Auf dem Foto: Oleksij Budentschuk mit seiner Frau und seinen Kindern nach seiner Entlassung aus der Kolonie. Orenburg. 6. Juli 2021
Aleksey Budenchuk aus dem Gefängnis entlassen. Er ist der dritte Einwohner von Saratow, der eine Haftstrafe verbüßt hat, weil er an Gott Jehova geglaubt hat
Gebiet SaratowAm 6. Juli 2021 verließ einer der Zeugen Jehovas, Aleksey Budenchuk, nachdem er seine volle Strafe verbüßt hatte, die Strafkolonie Nr. 1 in der Stadt Orenburg. Seine Familie und Freunde reisten 800 Kilometer, um ihren geliebten Ehemann, Vater und Freund zu treffen.

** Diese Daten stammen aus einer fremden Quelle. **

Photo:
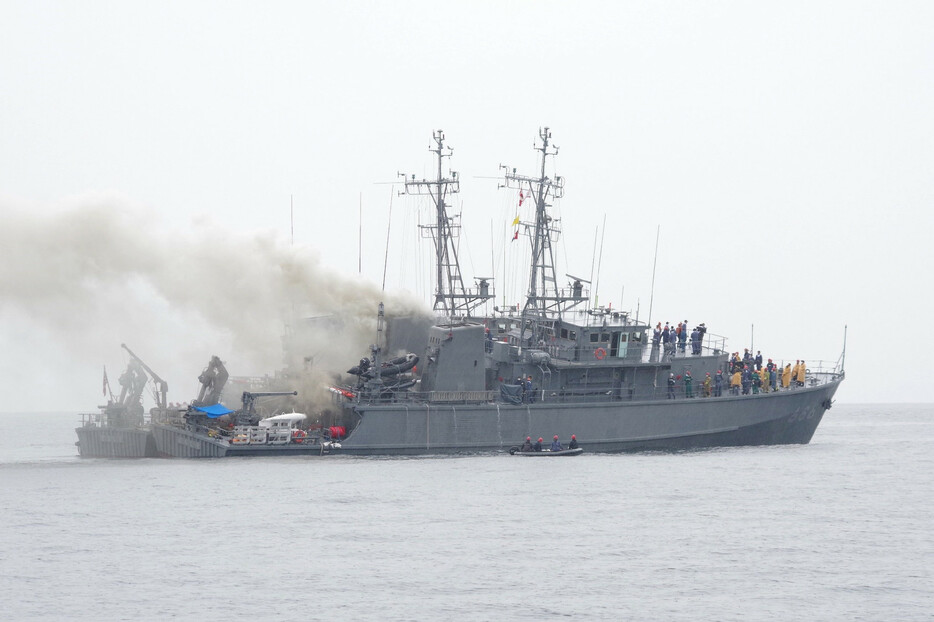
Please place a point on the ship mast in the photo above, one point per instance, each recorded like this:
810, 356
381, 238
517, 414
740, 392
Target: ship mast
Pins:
451, 296
544, 300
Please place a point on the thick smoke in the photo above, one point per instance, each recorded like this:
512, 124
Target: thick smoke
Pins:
101, 271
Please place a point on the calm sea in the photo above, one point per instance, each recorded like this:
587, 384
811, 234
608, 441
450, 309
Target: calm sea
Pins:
836, 530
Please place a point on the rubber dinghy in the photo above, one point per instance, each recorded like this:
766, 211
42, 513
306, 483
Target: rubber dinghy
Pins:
546, 452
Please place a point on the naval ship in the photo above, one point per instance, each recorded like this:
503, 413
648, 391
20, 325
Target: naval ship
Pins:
484, 382
553, 368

Am 19. September 2019 verurteilte ein Richter des Leninski-Bezirksgerichts von Saratow Alexej Budentschuk und fünf weitere Gläubige zu Haftstrafen von 2,5 bis 3,5 Jahren wegen friedlicher Gottesdienste. Das Berufungsgericht bestätigte die Entscheidung. Während der Strafverfolgung verbrachte der Gläubige mehr als 11 Monate in einer Untersuchungshaftanstalt, 4 Monate unter dem Verbot bestimmter Handlungen und 17 Monate in einer Kolonie. Bei der Ankunft in der Kolonie wurden Aleksey und andere Gläubige geschlagen. Dann wurde er in eine Strafzelle gebracht, weil er fälschlicherweise beschuldigt wurde, am falschen Ort geraucht zu haben. Jehovas Zeugen rauchen jedoch nicht aus religiösen Gründen.
In der Kolonie musste der Gläubige trotz Problemen mit der Wirbelsäule in einer Nähwerkstatt arbeiten, in der stundenlanges Sitzen und Stehen kontraindiziert sind. Aufgrund des Stresses und der harten Lebensbedingungen verschlimmerten sich Alekseys chronische Krankheiten. Ende 2020 erkrankte der Gläubige vermutlich an COVID-19. Laut Tatjana, Aleksejs Ehefrau, haben die Gefängnisärzte nicht einmal versucht, eine genaue Diagnose zu stellen. Aleksey wurde mit den Medikamenten behandelt, die sich in der medizinischen Abteilung befanden und von den Gefangenen stammten. Infolgedessen entwickelte er eine Reihe von Komplikationen, die nicht verschwanden, bis er aus der Kolonie entlassen wurde. "Jetzt erreicht sein Puls ohne ersichtlichen Grund 100 Schläge pro Minute und der Blutdruck steigt auf 170", sagt Tatjana Budentschuk. Obendrein wurde Alexej vor etwa einem halben Jahr die Bibel weggenommen.
Während der letzten Monate in der Kolonie erhielt Aleksey die Spezialisierung eines Elektrikers und erhielt ein Diplom für den Erfolg seines Studiums.
Wie Tatjana sagte, trafen sie sich während der ganzen Zeit von Alexejs Gefangenschaft in der Kolonie nur dreimal, und das war nur von kurzer Dauer. Das letzte Mal war im September 2020. Zwei Schulkinder haben ihren Vater und seine Frau, mit der Aleksey seit 17 Jahren verheiratet ist, lange Zeit verloren.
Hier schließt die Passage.